Welcome to the Yin research group at the University of Colorado at Boulder!
We are a young group at CU. Our interests lie at the interface of chemistry and biology with particular focuses on structure-based drug design and membrane protein regulation. Current projects include:
1. Drug Discovery: identifying potential therapeutics that inhibit opioids-induced glial cell activation
Pain remains a significant public health issue with two-thirds of patients achieving little to no pain relief from the myriad of currently available pharmacotherapies and dosing regimens. The use of opioid (e.g. morphine) pharmacotherapies produces several rewarding and reinforcing side effects, which result in the drugs’ diversion to abuse settings. Glial cells have been found to play a critical role in initiating and maintaining increased nociception in response to peripheral nerve injury. The opioids-induced glial cell activation attenuates opioid-induced pain suppression and enhances the development of opioid tolerance and dependence, the drug reward, and other negative side effects such as respiratory depression. We are interested in employing structure-based drug design and high-throughput screening techniques to identify novel small-molecule inhibitors of the cell surface receptors that regulate glical cell activation. The identified agents will potentially serve as therapeutics that suppresses opioid-dependence and tolerance.
2. Biotechnology Development: Protein engineering for targeting membrane receptors
Protein transmembrane domains regulate many pivotal biological processes, including cell signal transduction, cancer development, ion transmission, and membrane protein folding. However, the molecular recognition in membranes is little understood due to the lack of available probes with high affinity and specificity. Conventional tools such as antibodies are unable to bind to the transmembrane regions of membrane proteins. A second project in our lab is to develop exogenous peptide and small-molecule agents that target transmembrane helices.
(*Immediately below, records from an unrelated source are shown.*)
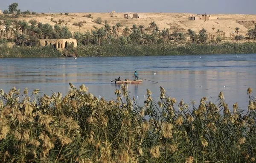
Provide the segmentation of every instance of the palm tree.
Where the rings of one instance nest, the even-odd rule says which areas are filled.
[[[64,26],[61,28],[60,33],[60,36],[61,38],[69,39],[72,37],[72,34],[68,28],[66,26]]]
[[[145,44],[148,44],[152,42],[152,35],[145,34],[142,37],[143,41]]]
[[[127,38],[122,36],[119,37],[119,43],[121,44],[127,44],[128,41]]]
[[[140,25],[139,26],[139,28],[140,30],[140,33],[143,34],[143,29],[145,28],[145,26],[144,26],[143,25]]]
[[[17,38],[18,44],[23,45],[25,44],[27,41],[27,36],[24,34],[21,34],[19,35]]]
[[[24,20],[19,21],[20,29],[21,30],[21,34],[26,34],[26,31],[29,28],[29,25]]]
[[[129,36],[131,41],[137,42],[140,41],[141,36],[140,29],[133,29],[131,31],[131,32]]]
[[[107,34],[110,34],[110,32],[111,31],[111,27],[109,24],[104,24],[104,29],[105,30],[105,32],[106,32]]]
[[[114,38],[116,38],[116,26],[112,26],[112,35]]]
[[[149,23],[150,28],[151,29],[154,30],[158,26],[157,24],[155,23],[154,21],[152,21]]]
[[[207,34],[204,30],[201,30],[198,35],[198,42],[205,43],[207,40]]]
[[[192,31],[190,34],[190,40],[192,42],[196,41],[198,39],[197,35],[194,31]]]
[[[123,31],[123,35],[125,37],[127,37],[129,32],[129,28],[128,27],[125,27]]]
[[[253,38],[254,37],[254,29],[248,29],[246,35],[248,36],[249,40],[250,40],[251,38]]]
[[[117,36],[119,36],[119,28],[121,26],[120,22],[117,22],[116,24],[116,30],[117,30]]]
[[[237,41],[237,39],[238,39],[238,37],[237,37],[237,35],[238,35],[238,33],[239,32],[239,30],[240,29],[240,28],[238,27],[236,27],[236,41]]]
[[[92,40],[92,35],[90,31],[87,31],[82,36],[84,45],[88,44]]]
[[[74,38],[76,39],[78,43],[81,43],[82,41],[82,34],[79,32],[74,32]]]
[[[80,32],[80,27],[81,27],[82,26],[84,25],[83,24],[83,22],[78,22],[78,31],[79,32]]]

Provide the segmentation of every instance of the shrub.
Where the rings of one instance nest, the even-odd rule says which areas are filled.
[[[95,22],[97,24],[101,24],[102,22],[102,20],[101,17],[98,17],[96,18],[96,20],[95,20]]]
[[[235,37],[235,39],[236,40],[240,40],[241,39],[244,39],[244,37],[241,34],[239,34],[239,35],[236,36]]]
[[[92,19],[93,19],[93,17],[92,17],[92,16],[91,15],[91,14],[89,14],[88,15],[86,15],[86,17],[88,17],[88,18],[92,18]]]
[[[3,14],[8,14],[9,12],[9,11],[8,11],[8,10],[4,10],[3,12]]]

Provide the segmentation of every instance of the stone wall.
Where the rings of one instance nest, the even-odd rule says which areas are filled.
[[[63,49],[67,48],[69,43],[74,43],[74,47],[76,48],[77,43],[76,39],[41,39],[40,45],[41,46],[53,46],[57,49]]]

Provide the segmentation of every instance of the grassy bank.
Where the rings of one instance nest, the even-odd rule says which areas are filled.
[[[136,56],[256,53],[256,43],[225,43],[220,45],[168,44],[122,45],[111,44],[102,46],[79,46],[77,53],[80,56]]]
[[[67,49],[68,53],[79,56],[111,56],[255,53],[256,43],[224,43],[220,45],[188,44],[177,45],[169,44],[150,45],[119,43],[101,46],[80,45],[75,49]],[[51,47],[0,46],[0,57],[58,57],[61,53]]]
[[[61,53],[52,47],[20,46],[9,48],[0,46],[0,57],[47,57],[61,56]]]
[[[140,106],[125,85],[110,101],[98,99],[84,85],[70,85],[64,96],[0,90],[1,162],[255,161],[251,88],[248,110],[235,104],[231,112],[222,92],[216,104],[204,97],[196,107],[194,101],[176,101],[160,87],[157,101],[147,90]]]

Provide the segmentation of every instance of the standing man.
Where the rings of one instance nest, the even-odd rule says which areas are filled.
[[[135,71],[135,72],[134,73],[134,76],[135,76],[135,80],[136,80],[136,79],[138,80],[138,74],[136,71]]]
Using these agents, we can study these important membrane protein-protein interactions, thereby further our understanding of molecular recognition in membranes. As a proof-of-principle, we plan to develop novel peptide/peptidomimetic reagents to target the first transmembrane domain (TMD-1) of latent membrane proteins 1 (LMP-1) found on the Human herpesvirus. These designed peptides will be used to study TMD-1-mediated LMP-1 activation. The findings from these studies will lay the groundwork for the discovery of new pharmaceutical agents with which we can prevent, diagnose, and treat herpesvirus-dependent cancers.